Our Ours-n model achieves mAP50 of 42.7% and mAP50:95 of 25.7%, outperforming YOLOv8n by 9.8% and 6.7% respectively, while reducing parameters by 59.4% and model size by 55%. It also surpasses larger models like YOLOv8s-CEBI and YOLO-DDEs. The Ours-s model achieves mAP50 of 49.1% and mAP50:95 of 30.1%, exceeding YOLOv8s by 10.4% and 7.1%, and outperforming other advanced methods like YOLO-MFL, DI-YOLO, and BF-YOLO in accuracy with lower computational costs.

4.4 Loss Function Comparison

We compare DGW-IoU with other popular loss functions using our improved framework. The results are presented in Table 3.

Method	P (%)	R (%)	mAP50	mAP50:95
CIoU	51.4	40.5	42.2	25.6
EIoU	51.8	39.8	41.7	25.3
SIoU	51.7	40.1	42.2	25.7
NWD	52.5	40.9	42.5	25.5
Focaler IoU	52.5	40.0	42.4	25.0
DGW-IoU (ours)	52.7	41.2	42.7	25.7

DGW-IoU achieves the highest mAP50 and recall among all loss functions, demonstrating its effectiveness for small target detection. Compared to NWD, which also uses Gaussian distributions, DGW-IoU improves mAP50 by 0.2 percentage points and recall by 0.3 percentage points, indicating better handling of small target characteristics.

4.5 Inference Speed Analysis

We measure inference speed on a single GPU T4. The results are shown in Table 4.

Method	Pre (ms)	Infer (ms)	Post (ms)	Total (ms)
YOLOv8n	1.7	6.2	1.8	9.7
Ours-n	1.7	22.2	1.3	25.2

While our model has higher inference time due to added modules, it remains feasible for real-time applications on unmanned drones, especially given its accuracy improvements and reduced parameter count.

4.6 Visualization Analysis

We visualize detection results with a confidence threshold of 0.25. Comparisons between YOLOv8n and our improved algorithm show that our method better detects small targets in various challenging scenarios, such as under strong sunlight, shadow occlusion, dense crowds, and low-light conditions.
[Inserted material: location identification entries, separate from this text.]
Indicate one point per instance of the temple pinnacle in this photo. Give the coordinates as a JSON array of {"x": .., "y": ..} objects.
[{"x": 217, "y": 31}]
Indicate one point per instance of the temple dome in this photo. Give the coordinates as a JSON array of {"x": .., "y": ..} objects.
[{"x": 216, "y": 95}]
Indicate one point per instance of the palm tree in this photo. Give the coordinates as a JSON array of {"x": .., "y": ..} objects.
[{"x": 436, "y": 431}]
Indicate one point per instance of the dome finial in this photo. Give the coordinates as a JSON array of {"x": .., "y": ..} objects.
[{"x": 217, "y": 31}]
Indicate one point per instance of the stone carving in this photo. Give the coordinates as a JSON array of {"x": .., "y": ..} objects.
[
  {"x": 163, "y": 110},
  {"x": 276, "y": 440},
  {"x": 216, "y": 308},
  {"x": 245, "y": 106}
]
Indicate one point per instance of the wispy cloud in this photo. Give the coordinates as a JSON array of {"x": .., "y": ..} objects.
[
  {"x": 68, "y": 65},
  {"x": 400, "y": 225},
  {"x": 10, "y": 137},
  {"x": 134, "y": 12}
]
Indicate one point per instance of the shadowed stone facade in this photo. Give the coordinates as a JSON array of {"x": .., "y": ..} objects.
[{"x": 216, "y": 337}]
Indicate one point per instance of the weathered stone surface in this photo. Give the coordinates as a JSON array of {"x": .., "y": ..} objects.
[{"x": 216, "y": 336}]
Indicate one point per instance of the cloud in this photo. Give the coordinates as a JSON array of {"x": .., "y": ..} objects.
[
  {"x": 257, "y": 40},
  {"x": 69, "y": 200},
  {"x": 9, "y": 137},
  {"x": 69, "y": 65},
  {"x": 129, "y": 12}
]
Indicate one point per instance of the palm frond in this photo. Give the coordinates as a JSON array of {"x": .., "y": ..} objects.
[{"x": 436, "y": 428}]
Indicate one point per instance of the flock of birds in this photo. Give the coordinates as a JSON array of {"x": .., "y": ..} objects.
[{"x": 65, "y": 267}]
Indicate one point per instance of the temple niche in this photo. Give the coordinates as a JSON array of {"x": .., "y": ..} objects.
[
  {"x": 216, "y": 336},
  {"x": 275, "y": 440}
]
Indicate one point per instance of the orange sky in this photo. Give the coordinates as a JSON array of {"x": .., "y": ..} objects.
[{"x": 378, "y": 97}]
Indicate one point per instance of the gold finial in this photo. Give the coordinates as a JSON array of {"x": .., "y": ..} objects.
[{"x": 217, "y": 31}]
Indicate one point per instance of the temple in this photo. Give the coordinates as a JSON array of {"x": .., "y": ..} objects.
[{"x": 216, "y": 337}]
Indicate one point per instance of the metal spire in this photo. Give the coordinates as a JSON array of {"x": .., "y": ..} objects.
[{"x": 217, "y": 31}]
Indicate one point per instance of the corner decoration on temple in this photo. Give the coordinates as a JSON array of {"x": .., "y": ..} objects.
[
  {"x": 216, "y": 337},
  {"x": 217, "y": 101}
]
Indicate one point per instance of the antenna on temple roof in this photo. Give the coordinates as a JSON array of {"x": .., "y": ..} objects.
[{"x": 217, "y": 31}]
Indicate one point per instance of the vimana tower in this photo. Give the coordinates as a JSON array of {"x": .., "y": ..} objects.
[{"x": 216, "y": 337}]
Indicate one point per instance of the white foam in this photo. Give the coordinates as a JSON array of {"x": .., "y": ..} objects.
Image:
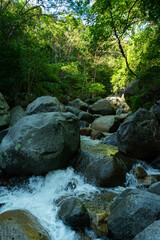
[{"x": 40, "y": 199}]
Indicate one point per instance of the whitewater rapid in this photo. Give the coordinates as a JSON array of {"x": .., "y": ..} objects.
[{"x": 40, "y": 195}]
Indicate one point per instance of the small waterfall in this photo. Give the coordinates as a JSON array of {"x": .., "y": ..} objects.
[{"x": 40, "y": 195}]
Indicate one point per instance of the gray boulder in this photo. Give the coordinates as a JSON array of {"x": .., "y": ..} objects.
[
  {"x": 4, "y": 113},
  {"x": 73, "y": 110},
  {"x": 85, "y": 116},
  {"x": 155, "y": 188},
  {"x": 152, "y": 232},
  {"x": 21, "y": 224},
  {"x": 78, "y": 103},
  {"x": 16, "y": 114},
  {"x": 111, "y": 139},
  {"x": 103, "y": 107},
  {"x": 132, "y": 212},
  {"x": 74, "y": 214},
  {"x": 40, "y": 143},
  {"x": 108, "y": 124},
  {"x": 141, "y": 131},
  {"x": 101, "y": 165},
  {"x": 45, "y": 104}
]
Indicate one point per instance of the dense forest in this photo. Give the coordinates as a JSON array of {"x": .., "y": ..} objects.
[{"x": 82, "y": 49}]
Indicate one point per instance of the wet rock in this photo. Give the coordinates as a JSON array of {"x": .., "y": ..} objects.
[
  {"x": 111, "y": 139},
  {"x": 78, "y": 103},
  {"x": 83, "y": 124},
  {"x": 73, "y": 110},
  {"x": 45, "y": 104},
  {"x": 103, "y": 107},
  {"x": 100, "y": 165},
  {"x": 85, "y": 116},
  {"x": 21, "y": 224},
  {"x": 146, "y": 181},
  {"x": 155, "y": 163},
  {"x": 16, "y": 114},
  {"x": 40, "y": 143},
  {"x": 74, "y": 214},
  {"x": 155, "y": 188},
  {"x": 132, "y": 213},
  {"x": 100, "y": 224},
  {"x": 85, "y": 131},
  {"x": 3, "y": 133},
  {"x": 108, "y": 124},
  {"x": 96, "y": 135},
  {"x": 140, "y": 173},
  {"x": 141, "y": 129},
  {"x": 149, "y": 233},
  {"x": 4, "y": 113}
]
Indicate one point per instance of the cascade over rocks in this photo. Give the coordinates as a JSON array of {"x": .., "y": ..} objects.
[
  {"x": 40, "y": 143},
  {"x": 45, "y": 104},
  {"x": 139, "y": 136},
  {"x": 132, "y": 212},
  {"x": 102, "y": 165},
  {"x": 155, "y": 188},
  {"x": 74, "y": 214},
  {"x": 103, "y": 107},
  {"x": 4, "y": 113},
  {"x": 21, "y": 224}
]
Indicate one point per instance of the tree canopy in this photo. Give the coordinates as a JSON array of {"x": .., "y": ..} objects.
[{"x": 79, "y": 48}]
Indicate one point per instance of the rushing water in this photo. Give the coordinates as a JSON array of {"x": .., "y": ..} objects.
[{"x": 39, "y": 196}]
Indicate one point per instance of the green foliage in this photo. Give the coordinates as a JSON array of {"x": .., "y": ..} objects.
[
  {"x": 43, "y": 54},
  {"x": 96, "y": 89}
]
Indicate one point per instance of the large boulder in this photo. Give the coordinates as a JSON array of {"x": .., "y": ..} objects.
[
  {"x": 45, "y": 104},
  {"x": 111, "y": 139},
  {"x": 103, "y": 107},
  {"x": 21, "y": 224},
  {"x": 108, "y": 124},
  {"x": 85, "y": 116},
  {"x": 78, "y": 103},
  {"x": 40, "y": 143},
  {"x": 74, "y": 214},
  {"x": 101, "y": 165},
  {"x": 139, "y": 136},
  {"x": 152, "y": 232},
  {"x": 4, "y": 113},
  {"x": 73, "y": 110},
  {"x": 16, "y": 113},
  {"x": 132, "y": 212}
]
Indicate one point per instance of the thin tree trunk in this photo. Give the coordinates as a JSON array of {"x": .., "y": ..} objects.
[{"x": 119, "y": 42}]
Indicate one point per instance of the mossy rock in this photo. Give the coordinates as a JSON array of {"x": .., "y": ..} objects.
[{"x": 21, "y": 224}]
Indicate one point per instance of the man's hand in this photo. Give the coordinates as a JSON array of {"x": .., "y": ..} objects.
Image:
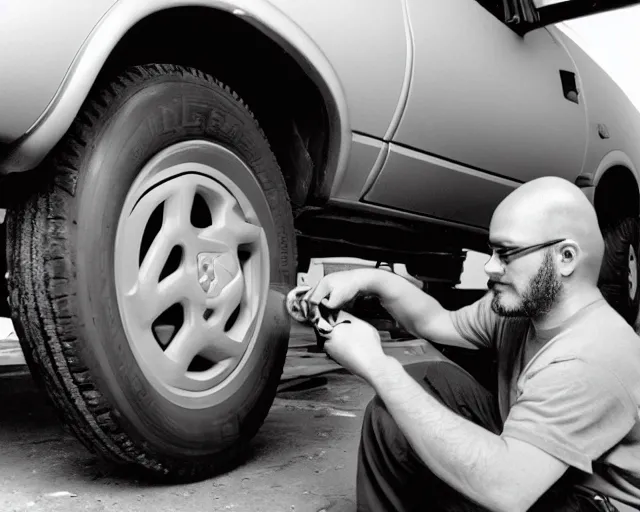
[
  {"x": 355, "y": 345},
  {"x": 338, "y": 289}
]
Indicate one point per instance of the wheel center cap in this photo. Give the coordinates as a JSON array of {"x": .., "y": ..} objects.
[{"x": 216, "y": 271}]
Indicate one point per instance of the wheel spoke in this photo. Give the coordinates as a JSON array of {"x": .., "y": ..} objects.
[
  {"x": 176, "y": 287},
  {"x": 186, "y": 344},
  {"x": 155, "y": 259},
  {"x": 177, "y": 208}
]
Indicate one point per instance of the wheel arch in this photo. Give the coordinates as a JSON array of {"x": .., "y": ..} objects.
[
  {"x": 616, "y": 192},
  {"x": 302, "y": 64}
]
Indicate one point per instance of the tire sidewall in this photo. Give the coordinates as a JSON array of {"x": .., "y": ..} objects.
[
  {"x": 613, "y": 281},
  {"x": 149, "y": 118}
]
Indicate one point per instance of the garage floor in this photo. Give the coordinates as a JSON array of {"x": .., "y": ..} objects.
[{"x": 303, "y": 459}]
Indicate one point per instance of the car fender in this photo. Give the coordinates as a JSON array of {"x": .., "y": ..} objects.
[{"x": 31, "y": 148}]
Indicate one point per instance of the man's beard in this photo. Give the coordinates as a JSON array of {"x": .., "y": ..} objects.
[{"x": 538, "y": 298}]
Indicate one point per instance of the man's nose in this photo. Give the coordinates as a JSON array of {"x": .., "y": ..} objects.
[{"x": 494, "y": 266}]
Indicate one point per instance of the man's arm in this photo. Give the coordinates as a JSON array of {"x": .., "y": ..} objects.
[
  {"x": 502, "y": 474},
  {"x": 418, "y": 312}
]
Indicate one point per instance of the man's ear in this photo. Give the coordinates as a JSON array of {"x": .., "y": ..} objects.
[{"x": 568, "y": 257}]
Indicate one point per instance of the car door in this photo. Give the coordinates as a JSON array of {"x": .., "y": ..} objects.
[{"x": 487, "y": 109}]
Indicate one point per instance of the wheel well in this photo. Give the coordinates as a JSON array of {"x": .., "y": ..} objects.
[
  {"x": 286, "y": 102},
  {"x": 616, "y": 196}
]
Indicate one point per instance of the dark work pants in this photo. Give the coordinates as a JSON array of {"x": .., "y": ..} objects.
[{"x": 392, "y": 478}]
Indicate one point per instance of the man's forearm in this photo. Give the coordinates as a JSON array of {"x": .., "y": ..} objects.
[
  {"x": 403, "y": 300},
  {"x": 466, "y": 456}
]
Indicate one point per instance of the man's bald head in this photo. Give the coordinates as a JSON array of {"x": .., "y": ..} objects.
[{"x": 550, "y": 208}]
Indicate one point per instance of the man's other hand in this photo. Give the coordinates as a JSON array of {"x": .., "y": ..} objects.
[{"x": 355, "y": 345}]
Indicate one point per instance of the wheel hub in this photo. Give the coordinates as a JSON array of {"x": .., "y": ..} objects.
[
  {"x": 216, "y": 271},
  {"x": 191, "y": 275}
]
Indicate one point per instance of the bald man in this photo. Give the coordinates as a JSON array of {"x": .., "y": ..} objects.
[{"x": 562, "y": 434}]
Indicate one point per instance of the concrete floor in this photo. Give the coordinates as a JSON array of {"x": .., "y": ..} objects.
[{"x": 303, "y": 459}]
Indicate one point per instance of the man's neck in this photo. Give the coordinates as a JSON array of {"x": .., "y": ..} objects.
[{"x": 567, "y": 306}]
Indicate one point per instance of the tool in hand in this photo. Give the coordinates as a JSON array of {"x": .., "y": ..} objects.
[{"x": 320, "y": 317}]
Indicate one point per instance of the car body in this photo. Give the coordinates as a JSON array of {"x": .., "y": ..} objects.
[{"x": 398, "y": 125}]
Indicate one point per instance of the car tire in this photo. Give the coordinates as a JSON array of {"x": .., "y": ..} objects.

For example, in sunny scenes, our algorithm captures more deformed pedestrian targets and reduces misclassifications like windows as cars or people as motors. In shadowed environments, it detects more motor targets missed by the baseline. In dense overlapping scenes, it lowers missed detection rates, and in night scenes, it exhibits superior low-light detection performance. These visual results confirm the robustness of our approach for unmanned drone aerial images.

5. Conclusion

In this work, we address the challenges of small target detection in unmanned drone aerial images by proposing an improved YOLOv8-based algorithm. We identify limitations in shallow information preservation and multi-scale fusion in the baseline model and introduce systematic enhancements. Specifically, we develop EGAF and CGAF modules for better cross-level feature interaction, add a P2 output layer for high-resolution details, design SMF-Head for multi-scale fusion, and propose DGW-IoU loss for improved bounding box regression. Experiments on the VisDrone2019 dataset demonstrate that our method significantly improves detection accuracy: mAP50 increases by 9.8% and mAP50:95 by 6.7% compared to YOLOv8n, while reducing parameters by 59.4%. These results validate the effectiveness of our approach for small target detection and its suitability for edge deployment on unmanned drones. Future work will focus on further reducing computational overhead and improving inference speed without compromising accuracy.